18 Evaluations
BDD specs answer “can the workflow do the right thing?”
Evaluations answer the harder question:
How often does it do the right thing across real inputs?
This is where agent engineering starts to look like ML engineering: you need datasets, metrics, thresholds, and regression tracking.
18.1 Specs vs Evals (Use Both)
Think of the split like this:
- Specs protect invariants: “never call the dangerous tool without approval,” “never double-send,” “output has required fields.”
- Evals protect quality over a distribution: “is the recap readable,” “does it reliably extract action items,” “does it stay concise across many inputs.”
You want both because they fail differently:
- Specs fail fast and loudly (great for safety policies).
- Evals reveal drift and brittleness (great for quality and reliability).
18.2 The Evaluation Loop
An evaluation is just a loop with structure:
- Define a dataset of realistic inputs (messy notes, edge cases, adversarial-ish phrasing).
- Run the procedure on each case (often multiple times).
- Compute metrics and compare to thresholds.
- Track results over time.
If you’re serious about deploying agent workflows, this becomes non-optional.
18.3 Running Evaluations in Tactus
Tactus supports evaluations via an Evaluations({ ... }) block in a .tac file and the tactus eval command:
tactus eval your-procedure.tacTo measure consistency, run each case multiple times:
tactus eval your-procedure.tac --runs 10Evaluations are complementary to tactus test --runs 10:
tactus test --runsrepeats BDD scenarios (good for “does it violate invariants?”).tactus eval --runsrepeats evaluation cases with scoring (good for “how good is it?”).
18.4 Metrics You Can Trust
Start with deterministic, non-model-graded metrics whenever possible:
- schema validity (did it produce structured output?)
- constraint violations (subject length, missing action items when action language is present)
- tool policy violations (send called without approval, wrong recipients, etc.)
- success rate (“passes checks” / “fails checks”)
Model-graded metrics can be useful (readability, tone, faithfulness), but treat them like any other model:
- calibrate against human judgments
- keep prompts stable
- watch for metric drift
18.5 How It Connects to the Running Example
For the recap workflow, a small but effective evaluation dataset would include:
- short notes with a single clear action item
- long notes with multiple speakers and ambiguous actions
- notes with “action” language but missing an assignee (should produce “TBD” rather than invent)

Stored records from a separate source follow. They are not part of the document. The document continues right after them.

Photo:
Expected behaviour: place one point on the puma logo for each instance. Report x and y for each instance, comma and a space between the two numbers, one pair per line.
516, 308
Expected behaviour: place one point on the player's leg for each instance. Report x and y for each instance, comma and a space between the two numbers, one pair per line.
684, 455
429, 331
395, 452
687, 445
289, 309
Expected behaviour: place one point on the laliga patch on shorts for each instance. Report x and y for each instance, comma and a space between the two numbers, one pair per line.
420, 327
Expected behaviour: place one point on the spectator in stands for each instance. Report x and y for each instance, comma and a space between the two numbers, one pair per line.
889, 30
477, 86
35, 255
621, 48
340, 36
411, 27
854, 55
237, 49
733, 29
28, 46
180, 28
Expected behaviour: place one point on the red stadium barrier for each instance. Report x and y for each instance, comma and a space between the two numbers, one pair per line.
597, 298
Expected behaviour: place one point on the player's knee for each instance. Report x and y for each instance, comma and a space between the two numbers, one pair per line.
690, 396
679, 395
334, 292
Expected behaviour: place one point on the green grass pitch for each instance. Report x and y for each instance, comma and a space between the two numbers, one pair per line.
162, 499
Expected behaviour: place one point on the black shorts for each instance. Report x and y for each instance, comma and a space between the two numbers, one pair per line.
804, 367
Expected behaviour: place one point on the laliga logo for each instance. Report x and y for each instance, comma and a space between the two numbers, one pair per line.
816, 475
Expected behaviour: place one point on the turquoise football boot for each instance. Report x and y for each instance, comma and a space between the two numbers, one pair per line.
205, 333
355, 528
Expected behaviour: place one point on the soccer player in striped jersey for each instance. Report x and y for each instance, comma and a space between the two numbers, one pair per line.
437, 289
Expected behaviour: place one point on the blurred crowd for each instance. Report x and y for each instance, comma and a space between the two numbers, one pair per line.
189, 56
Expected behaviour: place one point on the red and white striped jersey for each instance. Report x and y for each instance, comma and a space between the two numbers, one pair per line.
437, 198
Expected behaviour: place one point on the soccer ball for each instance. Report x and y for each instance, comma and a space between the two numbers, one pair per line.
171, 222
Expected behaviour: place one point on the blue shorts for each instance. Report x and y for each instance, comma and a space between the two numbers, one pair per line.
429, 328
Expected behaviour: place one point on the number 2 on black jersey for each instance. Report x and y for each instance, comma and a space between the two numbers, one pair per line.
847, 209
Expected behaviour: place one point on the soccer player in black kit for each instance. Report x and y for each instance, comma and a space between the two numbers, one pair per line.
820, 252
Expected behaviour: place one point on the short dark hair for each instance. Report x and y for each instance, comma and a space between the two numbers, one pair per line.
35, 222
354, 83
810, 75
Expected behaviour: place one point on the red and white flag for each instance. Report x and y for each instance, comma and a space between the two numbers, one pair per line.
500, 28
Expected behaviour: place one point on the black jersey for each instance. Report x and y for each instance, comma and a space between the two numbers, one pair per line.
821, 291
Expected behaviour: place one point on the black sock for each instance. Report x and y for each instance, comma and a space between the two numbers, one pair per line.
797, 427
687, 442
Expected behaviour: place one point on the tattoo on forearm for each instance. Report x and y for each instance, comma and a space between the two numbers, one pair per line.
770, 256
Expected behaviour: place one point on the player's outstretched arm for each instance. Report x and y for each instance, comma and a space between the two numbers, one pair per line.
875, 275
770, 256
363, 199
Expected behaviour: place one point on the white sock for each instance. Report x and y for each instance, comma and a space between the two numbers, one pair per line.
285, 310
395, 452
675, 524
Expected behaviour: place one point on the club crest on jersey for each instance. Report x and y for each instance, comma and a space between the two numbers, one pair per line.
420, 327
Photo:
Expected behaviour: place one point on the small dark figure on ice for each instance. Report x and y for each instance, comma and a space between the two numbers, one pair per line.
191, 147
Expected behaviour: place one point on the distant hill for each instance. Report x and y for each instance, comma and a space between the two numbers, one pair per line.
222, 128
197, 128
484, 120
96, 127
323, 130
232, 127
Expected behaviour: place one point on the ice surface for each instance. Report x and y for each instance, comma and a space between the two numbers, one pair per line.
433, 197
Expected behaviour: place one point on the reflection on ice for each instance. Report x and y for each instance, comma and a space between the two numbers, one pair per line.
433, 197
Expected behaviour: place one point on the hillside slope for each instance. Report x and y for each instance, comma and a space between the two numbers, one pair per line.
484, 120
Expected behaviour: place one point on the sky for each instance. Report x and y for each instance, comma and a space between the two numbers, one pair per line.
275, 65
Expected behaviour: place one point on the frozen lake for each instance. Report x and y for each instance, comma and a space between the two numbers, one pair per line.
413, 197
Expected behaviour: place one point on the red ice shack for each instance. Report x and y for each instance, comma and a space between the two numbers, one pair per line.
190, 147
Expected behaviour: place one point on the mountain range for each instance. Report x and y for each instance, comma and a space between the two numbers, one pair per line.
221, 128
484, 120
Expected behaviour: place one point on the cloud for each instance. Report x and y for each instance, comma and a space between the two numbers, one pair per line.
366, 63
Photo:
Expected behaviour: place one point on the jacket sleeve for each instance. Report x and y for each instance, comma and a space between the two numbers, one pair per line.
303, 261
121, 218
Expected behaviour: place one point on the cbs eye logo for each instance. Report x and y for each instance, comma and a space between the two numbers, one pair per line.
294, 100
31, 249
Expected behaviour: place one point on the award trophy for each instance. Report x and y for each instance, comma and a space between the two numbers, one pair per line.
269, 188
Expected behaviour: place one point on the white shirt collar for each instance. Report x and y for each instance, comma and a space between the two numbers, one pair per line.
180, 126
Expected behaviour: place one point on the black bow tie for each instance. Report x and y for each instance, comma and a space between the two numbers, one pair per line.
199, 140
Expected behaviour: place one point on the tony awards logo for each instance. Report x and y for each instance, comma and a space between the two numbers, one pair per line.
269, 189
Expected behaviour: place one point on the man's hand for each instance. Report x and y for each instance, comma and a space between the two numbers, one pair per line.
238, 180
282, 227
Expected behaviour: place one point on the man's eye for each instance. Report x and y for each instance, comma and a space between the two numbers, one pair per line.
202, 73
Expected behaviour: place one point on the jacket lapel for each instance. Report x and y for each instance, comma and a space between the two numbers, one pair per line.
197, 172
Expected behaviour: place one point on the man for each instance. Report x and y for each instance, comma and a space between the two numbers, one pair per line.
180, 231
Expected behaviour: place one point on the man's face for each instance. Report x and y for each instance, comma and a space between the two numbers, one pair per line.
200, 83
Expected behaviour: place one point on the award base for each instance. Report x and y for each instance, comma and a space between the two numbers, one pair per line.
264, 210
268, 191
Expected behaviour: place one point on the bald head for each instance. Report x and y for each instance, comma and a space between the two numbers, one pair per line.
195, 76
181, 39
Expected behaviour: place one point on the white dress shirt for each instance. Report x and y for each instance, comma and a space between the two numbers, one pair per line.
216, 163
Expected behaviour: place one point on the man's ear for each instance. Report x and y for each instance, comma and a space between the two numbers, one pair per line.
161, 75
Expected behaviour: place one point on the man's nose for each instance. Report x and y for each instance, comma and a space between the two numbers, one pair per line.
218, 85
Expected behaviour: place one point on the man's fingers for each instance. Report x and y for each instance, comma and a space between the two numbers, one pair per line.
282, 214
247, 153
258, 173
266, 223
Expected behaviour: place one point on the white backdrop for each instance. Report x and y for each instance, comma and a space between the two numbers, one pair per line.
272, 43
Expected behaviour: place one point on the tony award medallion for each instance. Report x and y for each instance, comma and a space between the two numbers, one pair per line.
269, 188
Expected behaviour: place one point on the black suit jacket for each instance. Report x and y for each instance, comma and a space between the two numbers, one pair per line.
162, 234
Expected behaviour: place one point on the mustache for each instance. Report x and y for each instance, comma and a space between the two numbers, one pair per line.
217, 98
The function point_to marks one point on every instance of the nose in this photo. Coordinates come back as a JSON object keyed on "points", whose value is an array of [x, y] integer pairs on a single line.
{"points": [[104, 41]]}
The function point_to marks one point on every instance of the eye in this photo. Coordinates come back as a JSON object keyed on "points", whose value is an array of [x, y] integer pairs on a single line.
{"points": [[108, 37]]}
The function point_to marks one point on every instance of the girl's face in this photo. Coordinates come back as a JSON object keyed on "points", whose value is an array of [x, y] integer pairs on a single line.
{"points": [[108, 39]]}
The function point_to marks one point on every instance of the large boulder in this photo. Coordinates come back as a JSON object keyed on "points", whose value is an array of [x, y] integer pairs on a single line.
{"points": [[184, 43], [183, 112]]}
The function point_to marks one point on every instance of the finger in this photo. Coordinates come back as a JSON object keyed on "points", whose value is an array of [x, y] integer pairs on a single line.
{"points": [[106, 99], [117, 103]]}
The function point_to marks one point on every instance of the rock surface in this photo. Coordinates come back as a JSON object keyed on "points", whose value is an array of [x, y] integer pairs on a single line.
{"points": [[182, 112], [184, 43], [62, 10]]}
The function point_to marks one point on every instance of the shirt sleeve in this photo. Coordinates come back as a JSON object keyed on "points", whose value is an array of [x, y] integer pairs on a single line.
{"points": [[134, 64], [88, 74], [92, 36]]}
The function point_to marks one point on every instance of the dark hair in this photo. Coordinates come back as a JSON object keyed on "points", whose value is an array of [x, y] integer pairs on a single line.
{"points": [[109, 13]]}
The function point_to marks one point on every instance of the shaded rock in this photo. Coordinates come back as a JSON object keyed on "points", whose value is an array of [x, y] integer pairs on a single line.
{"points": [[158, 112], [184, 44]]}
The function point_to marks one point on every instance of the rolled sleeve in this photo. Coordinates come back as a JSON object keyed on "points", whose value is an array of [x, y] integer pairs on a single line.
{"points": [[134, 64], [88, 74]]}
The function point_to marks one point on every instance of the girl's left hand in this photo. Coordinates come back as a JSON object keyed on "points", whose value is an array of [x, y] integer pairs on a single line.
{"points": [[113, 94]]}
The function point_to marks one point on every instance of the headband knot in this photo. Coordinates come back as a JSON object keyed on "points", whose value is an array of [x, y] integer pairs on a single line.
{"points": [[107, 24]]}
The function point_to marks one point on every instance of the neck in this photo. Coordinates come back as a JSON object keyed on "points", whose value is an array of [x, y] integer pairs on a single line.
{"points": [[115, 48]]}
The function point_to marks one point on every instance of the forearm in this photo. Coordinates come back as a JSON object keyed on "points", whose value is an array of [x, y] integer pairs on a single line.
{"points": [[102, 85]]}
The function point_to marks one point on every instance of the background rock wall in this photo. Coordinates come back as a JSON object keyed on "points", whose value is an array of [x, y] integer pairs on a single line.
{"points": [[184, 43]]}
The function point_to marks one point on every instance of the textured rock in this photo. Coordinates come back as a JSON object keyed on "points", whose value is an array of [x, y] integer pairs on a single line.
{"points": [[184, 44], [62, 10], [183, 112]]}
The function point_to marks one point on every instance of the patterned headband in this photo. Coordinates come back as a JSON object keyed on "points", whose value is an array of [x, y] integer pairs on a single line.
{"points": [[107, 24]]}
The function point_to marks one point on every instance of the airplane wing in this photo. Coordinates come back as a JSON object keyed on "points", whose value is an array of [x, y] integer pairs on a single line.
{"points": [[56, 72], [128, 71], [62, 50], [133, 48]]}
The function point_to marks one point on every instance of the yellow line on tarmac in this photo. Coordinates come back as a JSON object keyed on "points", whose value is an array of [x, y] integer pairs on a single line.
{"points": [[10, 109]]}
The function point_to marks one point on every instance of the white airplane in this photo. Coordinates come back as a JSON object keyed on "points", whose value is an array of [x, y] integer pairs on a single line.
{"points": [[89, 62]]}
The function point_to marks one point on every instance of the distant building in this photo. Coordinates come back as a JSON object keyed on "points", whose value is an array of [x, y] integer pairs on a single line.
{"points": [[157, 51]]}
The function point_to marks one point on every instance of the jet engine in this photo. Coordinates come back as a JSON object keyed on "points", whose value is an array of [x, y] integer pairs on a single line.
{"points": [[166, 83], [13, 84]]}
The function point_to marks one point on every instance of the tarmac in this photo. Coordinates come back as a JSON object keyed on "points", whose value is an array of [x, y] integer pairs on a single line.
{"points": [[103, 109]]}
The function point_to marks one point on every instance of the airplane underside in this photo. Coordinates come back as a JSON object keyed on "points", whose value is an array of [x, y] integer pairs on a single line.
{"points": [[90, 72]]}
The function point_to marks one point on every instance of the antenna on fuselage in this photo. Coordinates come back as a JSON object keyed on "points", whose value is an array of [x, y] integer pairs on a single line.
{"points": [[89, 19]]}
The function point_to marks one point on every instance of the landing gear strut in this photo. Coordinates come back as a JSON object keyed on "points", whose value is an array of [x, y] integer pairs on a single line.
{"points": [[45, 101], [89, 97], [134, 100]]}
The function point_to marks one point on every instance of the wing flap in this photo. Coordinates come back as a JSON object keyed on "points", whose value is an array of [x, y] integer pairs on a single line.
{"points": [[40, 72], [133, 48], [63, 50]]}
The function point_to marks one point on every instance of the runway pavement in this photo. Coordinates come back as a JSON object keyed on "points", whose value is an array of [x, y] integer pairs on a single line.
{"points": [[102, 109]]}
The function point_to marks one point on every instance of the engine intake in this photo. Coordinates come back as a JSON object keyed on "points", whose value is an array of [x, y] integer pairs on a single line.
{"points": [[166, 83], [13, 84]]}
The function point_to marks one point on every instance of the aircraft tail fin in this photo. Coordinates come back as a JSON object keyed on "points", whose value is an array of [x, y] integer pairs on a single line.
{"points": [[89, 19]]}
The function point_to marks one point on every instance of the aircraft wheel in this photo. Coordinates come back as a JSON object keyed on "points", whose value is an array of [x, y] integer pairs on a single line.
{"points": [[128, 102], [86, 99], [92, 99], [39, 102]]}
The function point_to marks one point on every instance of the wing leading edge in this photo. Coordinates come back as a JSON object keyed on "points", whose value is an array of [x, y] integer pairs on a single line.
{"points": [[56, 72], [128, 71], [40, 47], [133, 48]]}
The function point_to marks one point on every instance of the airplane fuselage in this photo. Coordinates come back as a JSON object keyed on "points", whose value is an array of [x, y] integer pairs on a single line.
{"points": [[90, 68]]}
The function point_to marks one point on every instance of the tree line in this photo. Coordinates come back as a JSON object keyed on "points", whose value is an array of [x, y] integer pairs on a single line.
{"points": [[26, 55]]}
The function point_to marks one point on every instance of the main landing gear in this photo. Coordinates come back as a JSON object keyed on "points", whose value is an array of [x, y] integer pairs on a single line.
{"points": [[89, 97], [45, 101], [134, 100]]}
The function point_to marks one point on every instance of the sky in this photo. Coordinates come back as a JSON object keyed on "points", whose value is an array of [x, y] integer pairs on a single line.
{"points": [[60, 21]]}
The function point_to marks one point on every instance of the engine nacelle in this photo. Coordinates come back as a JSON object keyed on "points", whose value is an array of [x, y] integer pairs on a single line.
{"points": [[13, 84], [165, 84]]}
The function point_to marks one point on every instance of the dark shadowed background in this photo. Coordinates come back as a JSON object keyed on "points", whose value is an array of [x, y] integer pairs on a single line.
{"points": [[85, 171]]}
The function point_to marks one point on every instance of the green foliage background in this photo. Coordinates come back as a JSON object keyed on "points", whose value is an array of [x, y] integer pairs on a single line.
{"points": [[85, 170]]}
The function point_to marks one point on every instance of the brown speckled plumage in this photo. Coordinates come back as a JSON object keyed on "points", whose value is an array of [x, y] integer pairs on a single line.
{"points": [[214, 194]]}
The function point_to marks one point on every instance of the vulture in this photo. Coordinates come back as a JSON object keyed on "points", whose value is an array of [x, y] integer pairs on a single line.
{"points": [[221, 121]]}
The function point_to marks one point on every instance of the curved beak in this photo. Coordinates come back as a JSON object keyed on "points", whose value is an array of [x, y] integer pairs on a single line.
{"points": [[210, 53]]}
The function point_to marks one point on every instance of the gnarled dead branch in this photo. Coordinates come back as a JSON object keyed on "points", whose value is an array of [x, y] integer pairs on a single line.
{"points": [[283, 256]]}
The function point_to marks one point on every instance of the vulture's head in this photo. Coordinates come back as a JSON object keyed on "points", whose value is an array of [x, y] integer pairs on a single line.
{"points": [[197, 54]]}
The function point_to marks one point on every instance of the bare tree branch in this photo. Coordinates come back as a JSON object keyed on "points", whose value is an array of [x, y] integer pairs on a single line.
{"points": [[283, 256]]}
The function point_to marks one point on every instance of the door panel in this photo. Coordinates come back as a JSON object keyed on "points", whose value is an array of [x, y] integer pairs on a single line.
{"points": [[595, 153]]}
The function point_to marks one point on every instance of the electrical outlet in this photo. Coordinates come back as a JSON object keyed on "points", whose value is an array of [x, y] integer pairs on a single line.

- notes with sensitive content (make sure you don’t leak it into tool calls)
The metrics you care about early are boring—but they prevent incidents:
- does it extract at least one action item when it should?
- does it keep subject/body within constraints?
- does it avoid hallucinating commitments that aren’t in the notes?
Once those are stable, you can add higher-level quality metrics (readability, tone, summarization quality).